A man must leave for a business trip for a full month. knowing that his wife has a large sexual appetite, he stops at a sex shop to find something to keep her satisfied while he is gone. He explains this to the man at the shop and he said "Ive got just the thing!"
He goes in the back and returns with an old wooden box. He opens it to reveal a beautiful red dildo. "This is a voodoo dildo, you simply say what you want it to do, where you want it to go, and it does."
To demonstrate he says "voodoo dildo, doorknob." the dildo flies out of its box, through the air to the doorknob, and starts fucking the keyhole.
Very impressed, the man buys it and leave it on the bed with a bow and a note for his wife.
After he has left, the wife read the note and was eager to try it out. "Voodoo dildo, my pussy." The dildo flies up, goes under her robe and starts fucking her, she falls onto the bed, writhing in pleasure.
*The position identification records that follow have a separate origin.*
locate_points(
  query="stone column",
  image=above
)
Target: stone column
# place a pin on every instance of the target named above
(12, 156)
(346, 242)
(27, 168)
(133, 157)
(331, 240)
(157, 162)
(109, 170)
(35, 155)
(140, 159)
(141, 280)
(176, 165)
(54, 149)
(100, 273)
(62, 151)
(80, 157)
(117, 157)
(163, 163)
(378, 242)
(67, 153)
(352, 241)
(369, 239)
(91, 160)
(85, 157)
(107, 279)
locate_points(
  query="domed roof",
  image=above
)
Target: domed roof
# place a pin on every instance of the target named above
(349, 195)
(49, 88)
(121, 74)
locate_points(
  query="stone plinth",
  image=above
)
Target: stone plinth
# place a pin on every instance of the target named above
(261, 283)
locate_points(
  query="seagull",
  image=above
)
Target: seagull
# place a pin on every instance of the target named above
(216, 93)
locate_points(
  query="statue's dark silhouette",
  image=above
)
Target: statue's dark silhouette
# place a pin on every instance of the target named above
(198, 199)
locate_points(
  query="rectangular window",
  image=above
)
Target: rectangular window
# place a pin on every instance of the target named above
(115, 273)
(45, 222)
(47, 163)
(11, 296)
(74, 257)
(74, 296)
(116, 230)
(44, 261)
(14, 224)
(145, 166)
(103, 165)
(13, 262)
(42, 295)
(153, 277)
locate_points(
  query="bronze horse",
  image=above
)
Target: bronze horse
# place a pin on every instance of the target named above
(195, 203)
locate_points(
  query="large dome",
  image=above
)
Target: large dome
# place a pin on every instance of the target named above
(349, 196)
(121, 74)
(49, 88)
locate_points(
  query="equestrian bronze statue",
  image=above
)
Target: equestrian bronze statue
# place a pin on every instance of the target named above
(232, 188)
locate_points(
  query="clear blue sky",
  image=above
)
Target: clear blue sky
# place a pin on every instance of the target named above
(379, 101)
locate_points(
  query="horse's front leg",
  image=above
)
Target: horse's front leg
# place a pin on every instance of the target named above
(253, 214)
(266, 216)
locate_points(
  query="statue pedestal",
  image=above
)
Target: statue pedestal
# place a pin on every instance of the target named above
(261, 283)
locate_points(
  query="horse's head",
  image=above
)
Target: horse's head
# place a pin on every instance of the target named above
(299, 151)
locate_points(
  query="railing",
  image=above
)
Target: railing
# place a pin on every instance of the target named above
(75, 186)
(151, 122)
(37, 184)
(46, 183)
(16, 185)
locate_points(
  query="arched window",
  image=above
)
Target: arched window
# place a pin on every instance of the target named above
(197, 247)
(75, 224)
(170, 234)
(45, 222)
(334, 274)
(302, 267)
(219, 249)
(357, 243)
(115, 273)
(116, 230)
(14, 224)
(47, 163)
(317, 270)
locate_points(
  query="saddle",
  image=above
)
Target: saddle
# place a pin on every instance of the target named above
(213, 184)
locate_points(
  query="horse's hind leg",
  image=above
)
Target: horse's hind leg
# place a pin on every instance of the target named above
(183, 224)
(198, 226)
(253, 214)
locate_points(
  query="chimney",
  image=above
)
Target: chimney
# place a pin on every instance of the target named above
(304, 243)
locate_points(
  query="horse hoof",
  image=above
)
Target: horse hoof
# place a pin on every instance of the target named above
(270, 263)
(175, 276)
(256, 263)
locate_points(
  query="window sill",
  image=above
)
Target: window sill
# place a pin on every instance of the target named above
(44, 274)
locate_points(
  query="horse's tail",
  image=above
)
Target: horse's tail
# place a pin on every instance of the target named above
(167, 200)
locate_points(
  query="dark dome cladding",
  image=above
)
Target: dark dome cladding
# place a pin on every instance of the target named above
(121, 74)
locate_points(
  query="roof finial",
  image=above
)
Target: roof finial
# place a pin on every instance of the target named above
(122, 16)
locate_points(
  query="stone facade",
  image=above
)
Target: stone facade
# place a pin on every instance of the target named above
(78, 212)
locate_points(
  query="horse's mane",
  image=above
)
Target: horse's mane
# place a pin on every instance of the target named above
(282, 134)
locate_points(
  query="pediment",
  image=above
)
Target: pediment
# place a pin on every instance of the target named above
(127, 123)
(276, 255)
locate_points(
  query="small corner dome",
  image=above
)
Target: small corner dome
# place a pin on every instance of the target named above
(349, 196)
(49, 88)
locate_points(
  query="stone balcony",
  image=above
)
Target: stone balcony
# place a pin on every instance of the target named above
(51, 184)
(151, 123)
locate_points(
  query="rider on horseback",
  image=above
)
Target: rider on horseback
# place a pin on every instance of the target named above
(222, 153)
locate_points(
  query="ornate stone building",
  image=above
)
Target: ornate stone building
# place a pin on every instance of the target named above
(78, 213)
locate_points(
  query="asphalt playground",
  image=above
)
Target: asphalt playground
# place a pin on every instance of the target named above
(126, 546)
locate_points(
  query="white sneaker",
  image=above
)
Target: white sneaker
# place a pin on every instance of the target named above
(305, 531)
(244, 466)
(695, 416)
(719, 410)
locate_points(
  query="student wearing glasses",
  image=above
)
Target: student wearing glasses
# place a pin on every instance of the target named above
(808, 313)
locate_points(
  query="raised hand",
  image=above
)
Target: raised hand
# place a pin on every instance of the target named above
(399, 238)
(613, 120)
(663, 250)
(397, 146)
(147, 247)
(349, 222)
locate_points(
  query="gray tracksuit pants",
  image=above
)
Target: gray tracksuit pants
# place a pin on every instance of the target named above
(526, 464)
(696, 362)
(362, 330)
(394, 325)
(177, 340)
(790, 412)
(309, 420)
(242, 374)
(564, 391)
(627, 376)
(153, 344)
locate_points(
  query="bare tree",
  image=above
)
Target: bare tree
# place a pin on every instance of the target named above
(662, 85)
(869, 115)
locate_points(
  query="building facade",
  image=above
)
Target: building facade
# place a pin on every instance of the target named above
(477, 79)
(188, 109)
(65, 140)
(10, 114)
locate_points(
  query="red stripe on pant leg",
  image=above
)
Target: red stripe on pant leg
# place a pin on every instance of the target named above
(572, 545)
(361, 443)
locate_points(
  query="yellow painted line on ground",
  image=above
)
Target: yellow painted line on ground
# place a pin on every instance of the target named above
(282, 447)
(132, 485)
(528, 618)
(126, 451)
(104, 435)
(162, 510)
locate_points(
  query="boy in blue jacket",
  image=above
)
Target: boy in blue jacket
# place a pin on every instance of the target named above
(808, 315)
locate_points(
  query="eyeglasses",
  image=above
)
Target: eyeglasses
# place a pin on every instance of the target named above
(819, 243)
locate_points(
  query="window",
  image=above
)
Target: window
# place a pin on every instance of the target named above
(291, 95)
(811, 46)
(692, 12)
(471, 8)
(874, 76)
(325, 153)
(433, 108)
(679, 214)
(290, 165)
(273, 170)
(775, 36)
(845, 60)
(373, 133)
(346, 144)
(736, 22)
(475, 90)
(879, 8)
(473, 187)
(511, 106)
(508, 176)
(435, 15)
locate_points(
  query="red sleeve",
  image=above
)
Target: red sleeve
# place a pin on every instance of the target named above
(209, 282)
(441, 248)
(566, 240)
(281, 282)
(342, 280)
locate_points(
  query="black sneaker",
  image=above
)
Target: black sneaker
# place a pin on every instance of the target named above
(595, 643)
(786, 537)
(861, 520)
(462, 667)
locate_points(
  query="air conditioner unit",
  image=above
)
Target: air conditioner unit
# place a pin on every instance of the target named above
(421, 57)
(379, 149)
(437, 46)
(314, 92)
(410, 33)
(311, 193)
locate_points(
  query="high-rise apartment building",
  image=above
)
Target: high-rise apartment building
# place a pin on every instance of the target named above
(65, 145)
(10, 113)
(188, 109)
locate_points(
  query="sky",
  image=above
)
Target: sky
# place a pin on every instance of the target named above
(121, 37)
After an hour and multiple orgasms, she is beginning to get exhausted, but soon realizes the note didn't mention how to stop it.
In a panic, she grabbed her keys and began driving to the sex shop where her husband found it. Still having mind blowing orgasms, her car was swerving in and out of her lane, and quickly caught he attention of a police officer.
She reluctantly pulled over, and the policeman asked" are you alright maam? What is going on here?" she tried to explain in between gasps and moans of pleasure, "it a.. oh god... voodoo... aaah.... dildo... VOODOO DILDO!" she screamed as she climaxed yet again.
The officer looked at her with a skeptical glance and said, "voodoo dildo my ass!"